А они случайно не одинаковые, в Гелуг они не из Кагью разве появились?

----------


## Гьялцен

Тантры-да, а вот садханы различаются, поскольку написаны разными учителями . В рамках той же гелук или кагью существуют разные садханы Ваджрасаттвы, в зависимости от класса тантры и т.д .

----------


## Fritz

Гьялцен, а киньте мне текст в личку, в любом виде. Плиз. Чисто для себя сравню. Всевозможные разрешения имеются.)))

----------


## Александр Владленович Белоусов

> Её можно взять например в книжице "Тексты для ежедневных практик". В дацане продаётся.

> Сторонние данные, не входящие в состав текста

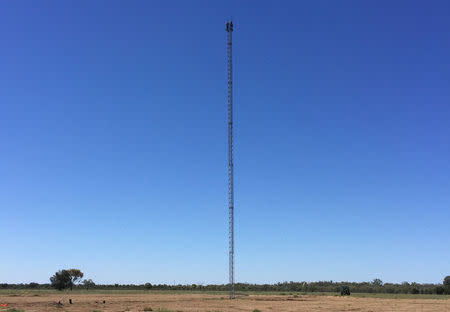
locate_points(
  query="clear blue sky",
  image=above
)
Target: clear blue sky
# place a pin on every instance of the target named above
(113, 140)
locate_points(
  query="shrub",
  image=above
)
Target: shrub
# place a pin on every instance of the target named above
(345, 291)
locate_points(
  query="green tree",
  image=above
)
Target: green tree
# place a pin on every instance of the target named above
(88, 283)
(61, 280)
(75, 276)
(447, 284)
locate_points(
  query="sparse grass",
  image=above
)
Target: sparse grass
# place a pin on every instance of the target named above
(43, 292)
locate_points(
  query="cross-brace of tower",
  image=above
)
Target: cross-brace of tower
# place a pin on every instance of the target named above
(230, 158)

Fritz, не подскажете как ещё можно достать эту книгу? может по почте заказать можно или ещё как? в дацан мне не реально попасть.

----------


## Fritz

Да она везде продаётся, в Бурятии видел почти везде. Где-то видел в магазинах сетевых, у букиниста должна быть. 
http://board.buddhist.ru/archive/index.php/t-3245.html

Поскольку Гьялцен не откликнулся, то призываю:

Господа! У кого есть текст садханы Ваджрасаттвы, простой короткой, от Кагью. Просто посмотреть и сравнить. Сильно заинтригован.

----------

Александр Владленович Белоусов (04.07.2009)

----------


## Наташа Рассказова

ЕС Кармапа лунга на Ваджрасаттву в Москве не давал. Было посвящение Ваджрасаттвы и лунг на гуру-йогу 16-го Кармапы. Оригинальный текст нендро 9 Кармапы, включающего практику Ваджрасаттвы находится тут:
http://palpung.org.uk/teachings/Nyondro.pdf

Это же нендро практикуется с некоторыми изменениями и сокращениями в центрах "Алмазного пути".

----------

Sogpo Golyap (13.08.2009), Иилья (09.08.2009)

----------


## Fritz

Наташа, просмотрел. Текст другой, но по смыслу тоже самое. И он оборван - начинается с Прибежища, бодхичитты, сильно урезанное созерцание по минимуму, потом обрывок стослоговой и на этом всё. Ничего не понял. Странные тексты.))))

У кого ещё есть вариации?

----------


## Наташа Рассказова

Вы не разобрались в хитрой нумерации страниц этого документа. Прибежище и бодхичитта относятся к первой предварительной практике, а не к Ваджрасаттве. Стослоговая мантра там полная, а созерцание отнюдь не урезанное (это Оле как раз расширил описание визуализации в брошюрах АП).  Вот я скомпилировала исходный текст, чтоб было проще:
_The Dorje Sempa practice which purifies defilements and obscurations:_

RANG GI CHIWOR PAYDAI DENJI TENG
Above my head, upon a lotus, and moon-disc

LAMA DORJE SEMPA JENDEN KAR
is the lama, Dorje Sempa, ornamented, white,

SHALCHIG CHAG NYI YAYPAY DORJE DANG
with one face, two arms, in his right hand a dorje,

YUNPAE DRILBU DZIN CHING CHILTRUNG SHUG
and in the left he holds a bell, seated in the vajra posture. 
_
Imagine that light radiates from his heart invoking a host of wisdom deities that melt into him, creating the embodiment of all sources of refuge._
_
Then:_

LAMA DORJE SEMPA RANGSHEN NAMKHAI TAHDANG NYAMPAI SEMCHEN TAMCHEY
Lama Dorje Sempa, I pray that the accumulation of defilements, obscurations, faults and downfalls

CHI DIGDRIB NYER TUNG GI TSOG TAMCHEY JANGSHING DAGPAR DZAYDU SOL
of myself and all sentient beings limitless like the sky, are entirely cleansed and purified.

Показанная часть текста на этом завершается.